Persistent/keepalive HTTP with the PHP Curl library?
PhpHttpCurlLibcurlKeep AlivePhp Problem Overview
I'm using a simple PHP library to add documents to a SOLR index, via HTTP.
There are 3 servers involved, currently:
- The PHP box running the indexing job
- A database box holding the data being indexed
- The solr box.
At 80 documents/sec (out of 1 million docs), I'm noticing an unusually high interrupt rate on the network interfaces on the PHP and solr boxes (2000/sec; what's more, the graphs are nearly identical -- when the interrupt rate on the PHP box spikes, it also spikes on the Solr box), but much less so on the database box (300/sec). I imagine this is simply because I open and reuse a single connection to the database server, but every single Solr request is currently opening a new HTTP connection via cURL, thanks to the way the Solr client library is written.
So, my question is:
- Can cURL be made to open a keepalive session?
- What does it take to reuse a connection? -- is it as simple as reusing the cURL handle resource?
- Do I need to set any special cURL options? (e.g. force HTTP 1.1?)
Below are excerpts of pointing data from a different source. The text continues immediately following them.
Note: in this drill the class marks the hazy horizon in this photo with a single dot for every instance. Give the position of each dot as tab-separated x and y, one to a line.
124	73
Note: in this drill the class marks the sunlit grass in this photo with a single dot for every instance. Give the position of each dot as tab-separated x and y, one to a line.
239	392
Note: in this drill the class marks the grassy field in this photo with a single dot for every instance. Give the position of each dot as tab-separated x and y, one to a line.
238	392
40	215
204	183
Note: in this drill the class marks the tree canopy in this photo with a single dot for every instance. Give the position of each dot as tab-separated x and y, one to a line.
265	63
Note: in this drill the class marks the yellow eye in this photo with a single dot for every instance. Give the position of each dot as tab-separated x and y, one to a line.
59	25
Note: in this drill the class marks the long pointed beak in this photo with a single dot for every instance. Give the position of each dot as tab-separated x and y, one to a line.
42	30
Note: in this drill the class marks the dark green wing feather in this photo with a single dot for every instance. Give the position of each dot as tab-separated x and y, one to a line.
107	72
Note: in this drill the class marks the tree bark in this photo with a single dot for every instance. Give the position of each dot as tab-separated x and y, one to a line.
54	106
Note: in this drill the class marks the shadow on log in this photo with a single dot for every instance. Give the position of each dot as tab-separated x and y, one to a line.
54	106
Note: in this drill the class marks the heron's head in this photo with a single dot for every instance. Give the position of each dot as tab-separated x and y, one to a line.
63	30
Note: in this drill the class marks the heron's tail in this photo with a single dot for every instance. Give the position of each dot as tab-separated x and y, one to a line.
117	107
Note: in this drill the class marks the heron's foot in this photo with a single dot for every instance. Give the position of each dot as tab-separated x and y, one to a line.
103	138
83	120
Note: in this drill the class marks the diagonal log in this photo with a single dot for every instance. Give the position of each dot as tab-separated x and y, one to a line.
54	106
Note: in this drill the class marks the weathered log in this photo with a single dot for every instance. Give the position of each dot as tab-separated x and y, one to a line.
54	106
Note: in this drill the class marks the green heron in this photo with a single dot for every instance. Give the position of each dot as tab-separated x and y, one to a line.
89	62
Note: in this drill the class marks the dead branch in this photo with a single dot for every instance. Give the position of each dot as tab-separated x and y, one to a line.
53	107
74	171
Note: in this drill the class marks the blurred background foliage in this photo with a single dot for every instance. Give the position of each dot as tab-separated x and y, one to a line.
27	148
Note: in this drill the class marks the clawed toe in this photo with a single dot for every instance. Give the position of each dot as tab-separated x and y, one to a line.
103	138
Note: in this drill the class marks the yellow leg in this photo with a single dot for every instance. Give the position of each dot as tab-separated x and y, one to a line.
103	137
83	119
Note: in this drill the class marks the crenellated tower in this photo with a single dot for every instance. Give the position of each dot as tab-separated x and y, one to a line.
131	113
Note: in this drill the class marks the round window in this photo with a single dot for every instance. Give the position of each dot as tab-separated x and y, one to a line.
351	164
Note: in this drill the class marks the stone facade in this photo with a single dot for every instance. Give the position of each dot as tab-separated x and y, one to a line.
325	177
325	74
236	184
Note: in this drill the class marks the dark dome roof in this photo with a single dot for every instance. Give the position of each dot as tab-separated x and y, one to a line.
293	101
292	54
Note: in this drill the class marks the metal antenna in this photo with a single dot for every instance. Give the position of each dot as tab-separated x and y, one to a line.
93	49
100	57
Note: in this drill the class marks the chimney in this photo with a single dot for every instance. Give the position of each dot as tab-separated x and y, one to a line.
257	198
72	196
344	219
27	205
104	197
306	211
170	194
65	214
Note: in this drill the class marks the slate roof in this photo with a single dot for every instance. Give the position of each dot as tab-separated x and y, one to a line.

- Are there any gotchas with cURL keepalive connections? This script runs for hours at a time; will I be able to use a single connection, or will I need to periodically reconnect?
Php Solutions
Solution 1 - Php
cURL PHP documentation (curl_setopt) says:
> CURLOPT_FORBID_REUSE
- TRUE
to force
> the connection to explicitly close
> when it has finished processing, and
> not be pooled for reuse.
So:
- Yes, actually it should re-use connections by default, as long as you re-use the cURL handle.
- by default, cURL handles persistent connections by itself; should you need some special headers, check CURLOPT_HTTPHEADER
- the server may send a keep-alive timeout (with default Apache install, it is 15 seconds or 100 requests, whichever comes first) - but cURL will just open another connection when that happens.
Solution 2 - Php
Curl sends the keep-alive header by default, but:
- create a context using
curl_init()
without any parameters. - store the context in a scope where it will survive (not a local var)
- use
CURLOPT_URL
option to pass the url to the context - execute the request using
curl_exec()
- don't close the connection with
curl_close()
very basic example:
function get($url) {
global $context;
curl_setopt($context, CURLOPT_URL, $url);
return curl_exec($context);
}
$context = curl_init();
//multiple calls to get() here
curl_close($context);
Solution 3 - Php
-
On the server you are accessing keep-alive must be enabled and maximum keep-alive requests should be reasonable. In the case of Apache, refer to the apache docs.
-
You have to be re-using the same cURL context.
-
When configuring the cURL context, enable keep-alive with timeout in the header:
curl_setopt($curlHandle, CURLOPT_HTTPHEADER, array( 'Connection: Keep-Alive', 'Keep-Alive: 300' ));
Solution 4 - Php
If you don't care about the response from the request, you can do them asynchronously, but you run the risk of overloading your SOLR index. I doubt it though, SOLR is pretty damn quick.